DEARBORN — On course to cross another milestone, Rahaf Khatib, the first Muslim woman to wear a hijab on the cover of an American health and fitness
magazine last year, is set to run along side tens of thousands at the 121st annual Boston Marathon.
The 33-year-old Dearborn native has participated in several full and half marathons in the last few years, including the Detroit Free Press Marathon and the Bank of America Chicago Marathon.
A full marathon is 26.2 miles, while a half marathon is a 13.1 miles. Khatib has also participated in several 5k (3.1 miles) and 10k (6.2 miles) marathons.
While Khatib is now a seasoned runner, she told The AANews her goal was always to compete in the one of the six most prestigious “crème de la crème” of annual world marathon major events.
While qualifying is itself an achievement, there is something significant and personal about this year’s race.
The Damascus-born daughter of Syrian refugees said she is running in mid-April for the displaced millions from
her homeland, and is raising thousands of dollars to help those who resettled in Metro Detroit become self-sufficient through the local non-religious and non-political charity Syrian American Rescue Network (SARN).
“My parents are immigrants from Syria and I was born in Syria,” she said.
“So, this run is very near and dear to my heart. The fundraiser brings out the spirit of the marathon.”
She is also one of the 14-member-team chosen by a homeopathic supplement company and Boston Marathon sponsor to run in the 2017 all-women’s race, marking the 50th anniversary of the participation of Katherine Switzer, the first woman in the race.
Khatib said while she was considering which race to enter in early December, she searched for an affiliated charity that would aid refugees in the States.
She didn’t find any, so she launched her own and proposed it to the sponsor.
“It was a dream come true,” she said of the sponsor approving her raising money while providing her with a coach.
The LaunchGood campaign has since raised about $12,000.
Khatib said most attention to the fundraiser came from
adverting on her Instagram page, @RunLikeAHijabi, which has close to 9,000 followers.
Running a marathon while wearing a hijab is sure to turn some heads, which is Khatib’s aim.

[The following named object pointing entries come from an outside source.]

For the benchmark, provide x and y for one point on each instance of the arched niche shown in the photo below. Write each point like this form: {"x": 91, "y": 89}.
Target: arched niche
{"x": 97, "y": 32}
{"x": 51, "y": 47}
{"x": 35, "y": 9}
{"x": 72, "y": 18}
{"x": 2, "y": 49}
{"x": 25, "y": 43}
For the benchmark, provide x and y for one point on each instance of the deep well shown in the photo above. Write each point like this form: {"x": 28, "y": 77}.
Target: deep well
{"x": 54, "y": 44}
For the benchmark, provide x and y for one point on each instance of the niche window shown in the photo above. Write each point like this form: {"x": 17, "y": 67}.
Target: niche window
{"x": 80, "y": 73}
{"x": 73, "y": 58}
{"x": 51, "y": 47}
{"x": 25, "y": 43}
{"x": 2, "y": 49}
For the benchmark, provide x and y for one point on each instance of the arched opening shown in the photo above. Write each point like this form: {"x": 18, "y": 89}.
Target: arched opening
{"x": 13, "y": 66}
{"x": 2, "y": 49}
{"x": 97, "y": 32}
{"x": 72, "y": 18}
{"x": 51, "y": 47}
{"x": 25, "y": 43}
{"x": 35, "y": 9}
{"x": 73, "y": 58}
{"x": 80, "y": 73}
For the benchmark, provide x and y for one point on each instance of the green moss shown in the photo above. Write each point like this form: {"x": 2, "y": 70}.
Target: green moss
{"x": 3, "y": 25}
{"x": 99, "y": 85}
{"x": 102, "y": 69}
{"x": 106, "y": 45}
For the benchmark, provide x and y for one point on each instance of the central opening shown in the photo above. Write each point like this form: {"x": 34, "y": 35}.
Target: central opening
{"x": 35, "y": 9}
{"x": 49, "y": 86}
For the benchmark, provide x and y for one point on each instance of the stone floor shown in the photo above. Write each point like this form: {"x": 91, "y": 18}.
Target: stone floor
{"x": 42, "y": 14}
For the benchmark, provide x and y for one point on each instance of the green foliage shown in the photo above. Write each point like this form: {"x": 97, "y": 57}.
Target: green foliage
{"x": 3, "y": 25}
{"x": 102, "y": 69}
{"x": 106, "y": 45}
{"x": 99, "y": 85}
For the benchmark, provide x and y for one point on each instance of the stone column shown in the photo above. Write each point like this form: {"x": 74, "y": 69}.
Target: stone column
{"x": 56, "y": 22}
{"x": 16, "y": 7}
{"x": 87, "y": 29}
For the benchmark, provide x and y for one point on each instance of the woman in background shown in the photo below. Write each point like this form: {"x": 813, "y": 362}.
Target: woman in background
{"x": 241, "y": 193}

She hopes that beyond raising funds, she can raise awareness
about the urgency of helping and humanizing fleeing Syrians.

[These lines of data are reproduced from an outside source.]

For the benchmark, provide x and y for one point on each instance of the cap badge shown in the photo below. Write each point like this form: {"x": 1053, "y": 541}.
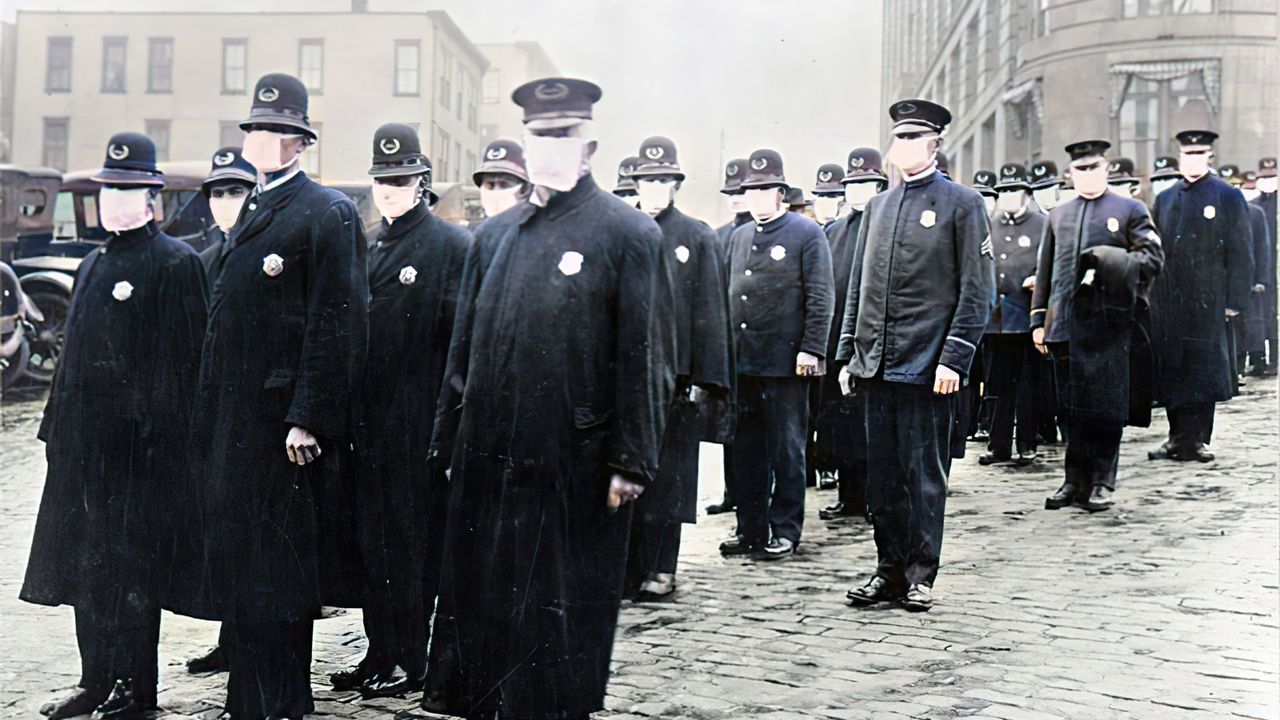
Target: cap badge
{"x": 122, "y": 291}
{"x": 549, "y": 91}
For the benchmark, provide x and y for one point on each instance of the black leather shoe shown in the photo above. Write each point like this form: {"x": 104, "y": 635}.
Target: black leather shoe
{"x": 877, "y": 589}
{"x": 739, "y": 546}
{"x": 353, "y": 678}
{"x": 721, "y": 507}
{"x": 213, "y": 661}
{"x": 81, "y": 702}
{"x": 992, "y": 459}
{"x": 1061, "y": 497}
{"x": 1100, "y": 499}
{"x": 120, "y": 705}
{"x": 919, "y": 598}
{"x": 777, "y": 548}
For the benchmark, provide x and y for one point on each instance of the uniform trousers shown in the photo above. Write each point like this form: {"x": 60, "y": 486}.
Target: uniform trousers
{"x": 908, "y": 460}
{"x": 769, "y": 456}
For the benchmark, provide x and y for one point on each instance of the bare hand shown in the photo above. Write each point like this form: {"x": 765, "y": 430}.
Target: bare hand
{"x": 302, "y": 446}
{"x": 846, "y": 381}
{"x": 622, "y": 491}
{"x": 807, "y": 365}
{"x": 945, "y": 381}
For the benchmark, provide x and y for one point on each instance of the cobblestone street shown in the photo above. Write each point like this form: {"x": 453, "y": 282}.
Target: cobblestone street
{"x": 1164, "y": 607}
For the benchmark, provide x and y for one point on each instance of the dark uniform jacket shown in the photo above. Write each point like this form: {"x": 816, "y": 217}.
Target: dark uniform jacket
{"x": 1208, "y": 268}
{"x": 1015, "y": 240}
{"x": 781, "y": 292}
{"x": 284, "y": 346}
{"x": 115, "y": 423}
{"x": 1104, "y": 323}
{"x": 923, "y": 282}
{"x": 560, "y": 374}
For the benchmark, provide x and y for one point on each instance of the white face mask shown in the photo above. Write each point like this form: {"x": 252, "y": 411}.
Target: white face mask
{"x": 123, "y": 209}
{"x": 225, "y": 210}
{"x": 764, "y": 204}
{"x": 494, "y": 201}
{"x": 265, "y": 150}
{"x": 910, "y": 155}
{"x": 656, "y": 196}
{"x": 859, "y": 194}
{"x": 556, "y": 163}
{"x": 1010, "y": 203}
{"x": 393, "y": 200}
{"x": 826, "y": 208}
{"x": 1046, "y": 197}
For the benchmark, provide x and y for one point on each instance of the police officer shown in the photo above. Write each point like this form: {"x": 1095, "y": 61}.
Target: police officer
{"x": 282, "y": 356}
{"x": 781, "y": 296}
{"x": 841, "y": 432}
{"x": 414, "y": 272}
{"x": 501, "y": 177}
{"x": 1010, "y": 374}
{"x": 229, "y": 181}
{"x": 1264, "y": 364}
{"x": 1207, "y": 276}
{"x": 919, "y": 297}
{"x": 1097, "y": 259}
{"x": 552, "y": 414}
{"x": 732, "y": 191}
{"x": 702, "y": 370}
{"x": 115, "y": 433}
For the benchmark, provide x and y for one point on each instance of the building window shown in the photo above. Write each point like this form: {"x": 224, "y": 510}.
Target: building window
{"x": 113, "y": 64}
{"x": 159, "y": 133}
{"x": 407, "y": 67}
{"x": 311, "y": 64}
{"x": 446, "y": 78}
{"x": 234, "y": 65}
{"x": 160, "y": 64}
{"x": 58, "y": 68}
{"x": 311, "y": 155}
{"x": 55, "y": 142}
{"x": 229, "y": 135}
{"x": 1146, "y": 8}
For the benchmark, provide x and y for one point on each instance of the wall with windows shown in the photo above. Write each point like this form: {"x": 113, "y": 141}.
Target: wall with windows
{"x": 187, "y": 80}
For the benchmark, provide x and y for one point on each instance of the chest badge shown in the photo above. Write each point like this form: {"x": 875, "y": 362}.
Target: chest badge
{"x": 273, "y": 265}
{"x": 571, "y": 263}
{"x": 122, "y": 291}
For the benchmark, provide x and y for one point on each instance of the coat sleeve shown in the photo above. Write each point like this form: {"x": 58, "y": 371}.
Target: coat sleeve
{"x": 1043, "y": 276}
{"x": 977, "y": 286}
{"x": 818, "y": 294}
{"x": 644, "y": 356}
{"x": 1239, "y": 253}
{"x": 849, "y": 323}
{"x": 337, "y": 332}
{"x": 709, "y": 355}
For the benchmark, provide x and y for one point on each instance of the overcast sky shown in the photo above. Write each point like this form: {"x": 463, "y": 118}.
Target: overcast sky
{"x": 799, "y": 76}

In 2013, two brothers originally from Kyrgyzstan detonated an explosive near the finish line, killing three and injuring hundreds of others, allegedly in protest against the U.S. war in Afghanistan.
Khatib said she also wishes to shatter stereotypes about Muslims and prove that Muslims are not related to terrorism.
“Being a hijabi running Boston will breaks stereotypes and say ‘I’m American, I’m a Muslim and that’s not Islam,'” she said.
Ayesha Sheikh, vice president of SARN, told The AANews the organization welcomes the donations as more refugees emigrate to the region and create high demands for resources.
However, the mainly volunteer staff is more excited about Khatib shedding light on the directly affected 2,000 families in the region, many of whom have to walk
or bike miles in the winter to buy groceries for their families.
Sheikh also founded the Women Physicians for Humanity, a group of about 2,000 women physicians committed to improving the wellbeing of children and women, both nationally and abroad.
The Beaumont Hospital pediatrician said she is rooting for Khatib as she runs in the marathon, but most importantly, the athlete continues to be an exemplar of immigrants’ success and champion of women’s empowerment.